GIS-BASED SURFICIAL GEOLOGIC MAPPING IN MAINE


THOMPSON, Woodrow B., Maine Geol Survey, 22 State House Station, Augusta, ME 04333-0022 and LOISELLE, Marc C., Maine Geol Survey, State House Station 22, Augusta, ME 04333-0022, woodrow.b.thompson@state.me.us

Since 1986 the Maine Geological Survey has conducted a program of detailed 1:24,000 surficial geologic quadrangle mapping. This work has been done through COGEOMAP and STATEMAP cooperatives with the U.S. Geological Survey. Over 60 quadrangles have been completed in the southwestern part of the state, including the entire Maine portions of the Portland and Kittery 1:100,000 map sheets.
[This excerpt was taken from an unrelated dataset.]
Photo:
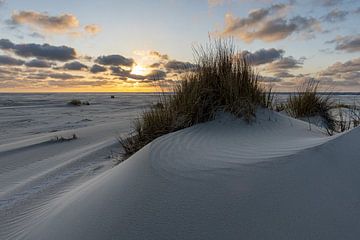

The products for each quadrangle consist of a geologic map, surficial materials data map, and report summarizing the Quaternary stratigraphy and history of the quadrangle. The materials maps combine data from surface exposures, well logs, test borings, and seismic lines. All maps are produced in color using the Survey's geographic information system. A standardized color scheme has been developed to depict groups of related map units such as glacial-lake deposits. Each map is accompanied by color photos that show stratigraphic sections and other Quaternary features. The majority of surficial map units in Maine represent Pleistocene deposits formed by late Wisconsinan glaciation. These include large quantities of sand and gravel, detailed mapping of which is essential for resource inventory and aquifer delineation. The quadrangle mapping program has also provided a better understanding of the style and pattern of deglaciation, facies relationships of glaciomarine deposits, isostatic crustal adjustments, and changes in sea level. In the coastal lowland, recessional ice-margin positions are reconstructed by correlation of moraines, submarine fans, and ice-contact glaciomarine deltas. Inland from the marine limit, sand and gravel deposits that were undifferentiated on earlier reconnaissance maps are resolved into sequences of glaciolacustrine deltas and other waterlaid sediments. As map coverage of the state becomes more extensive, the 1:24,000 surficial mapping will be combined by GIS to produce regional syntheses of the 1:100,000-scale quadrangle series.